・ある条件下で3つの光子をくっつけることによる新しい形のフォトニクス物質が、物理学者により開発された。
・この光子は電子の数分の一の質量しかなく、通常の光子に比べて10万倍も遅い速度で運動する。
光子【光の粒子】が互いに作用することなく、ただ通り過ぎていくことは知られています。しかし、ハーバード大学とマサチューセッツ工科大学の研究者は、ある条件下で光子を相互作用させる方法を実証しました。
3つの光子をグループ化してくっつけることで、新しい形のフォトニック物質を開発したのです。これにより、「ライトセーバー」とまではいかなくとも、量子コンピュータに光子を利用できる可能性が出てきました。
実験
研究者は、ルビジウム原子の密な雲に弱いレーザーを照射する実験を行いました。原子の動きを遅くするため(静止に近い状態)、原子を絶対零度より100万分の1度高い温度まで冷却しました。
その結果、光子が雲の外に出ることなく、三重や対でくっついていることが確認されました。これは、光子の間に何らかの引力が働いていることを明確に示しています。
光子は質量を持たず、真空中を秒速299,792,458m【約30万km】で移動します。しかし、結合した光子は、電子の数分の一の質量しかないように見えます。また、通常の光子に比べて10万倍近くも遅い速度で動いています。
画像出典:Christine Daniloff / マサチューセッツ工科大学
さらに、原子雲から飛び出す光子を調べました。光子の数と速度を追跡し、雲を通過する前と後の光子の位相を計算しました。
位相は、光子の振動数を表すもので、光子がどれだけ強く相互作用しているかがわかります。位相が大きければ大きいほど、相互作用が強いということになります。3光子粒子の位相変化は、2光子粒子の位相変化の3倍であり、これは、3光子粒子が揃って強く相互作用していることを意味します。
この実験により、光子は互いに引き合ったり、絡まったりできることが明らかになりました。もし、異なる方法で相互作用をさせることができれば、複雑な量子計算を行うことができるようになるかもしれません。
光子の相互作用はどのように起こるのか?
ルビジウム雲を通過した光子は、隣のルビジウム原子に短時間だけ着弾し、その後別の原子に飛び移ります。同様に、別の光子が同時にルビジウム雲を通過すると、その光子は原子に短時間だけ着地し、光子と原子のハイブリッドであるポラリトン【分極と電磁波の混合状態】が生成されます。
2つのポラリトンは互いに作用することができます。原子は雲の端にそのまま残り、出ていく光子はまだ一緒にくっついています。同じことが3つの光子にも起こり、2粒子の光子よりもさらに強い結合を作ることができます。

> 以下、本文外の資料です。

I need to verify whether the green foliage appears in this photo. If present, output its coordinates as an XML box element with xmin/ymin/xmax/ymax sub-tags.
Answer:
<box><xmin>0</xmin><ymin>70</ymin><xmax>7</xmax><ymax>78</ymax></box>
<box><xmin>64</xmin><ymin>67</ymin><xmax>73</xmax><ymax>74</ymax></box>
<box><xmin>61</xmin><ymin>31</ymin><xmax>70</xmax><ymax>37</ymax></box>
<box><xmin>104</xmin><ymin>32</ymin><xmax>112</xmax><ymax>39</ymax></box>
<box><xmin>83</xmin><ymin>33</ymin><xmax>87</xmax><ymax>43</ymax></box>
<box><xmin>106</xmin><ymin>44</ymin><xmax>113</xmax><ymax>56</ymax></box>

雲の中では、このような完全な相互作用が100万分の1秒の間に起こり、雲を出た後も光子がくっついている状態になります。この結合は、量子コンピューティングのビットで最も重要な特性である「強いもつれ」と考えることができます。
これまで、光子は光ファイバーのように、データを転送するために使用されてきました。今回の研究は、光子を、量子データを配布するためにも使えることを伝えています。
次のステップは?
出典:Timothy Yeo / シンガポール量子技術研究所 / シンガポール国立大学
3光子束縛状態は、量子領域ではフォトニックソリトンとして見ることができ、様々な方向に沿って拡張することが可能です。たとえば、原子密度を一定に保ったまま媒質の長さを長くすると、散乱効果がなくなり、ソリトン結合状態の成分だけが残ります。
また、より大きなビームや楕円形のプローブビームを用い、異なる方向に沿って質量を構成することで、システムを3次元に拡張することも可能です。今のところ、この媒質は1光子、2光子、3光子結合状態のみをサポートしています。もし原子密度が3倍になれば、光子-光子散乱の共鳴が起こり、散乱長【長波長極限で散乱波の位相。シフトを与えるパラメータ】を設定できるようになる可能性があります。
研究者たちは今後、斥力(光子が互いに散乱すること)のような他の相互作用を強制するいくつかの方法をテストします。光子の反発は、規則的なパターンを生み出すかもしれないし、他の何かであるかもしれません。
この系における大きなN体力は、量子系における自己組織化や、従来の系では実現できなかった量子物質など、物質や光のエキゾチックないくつかの体相を研究するための興味深い可能性を開いていくでしょう。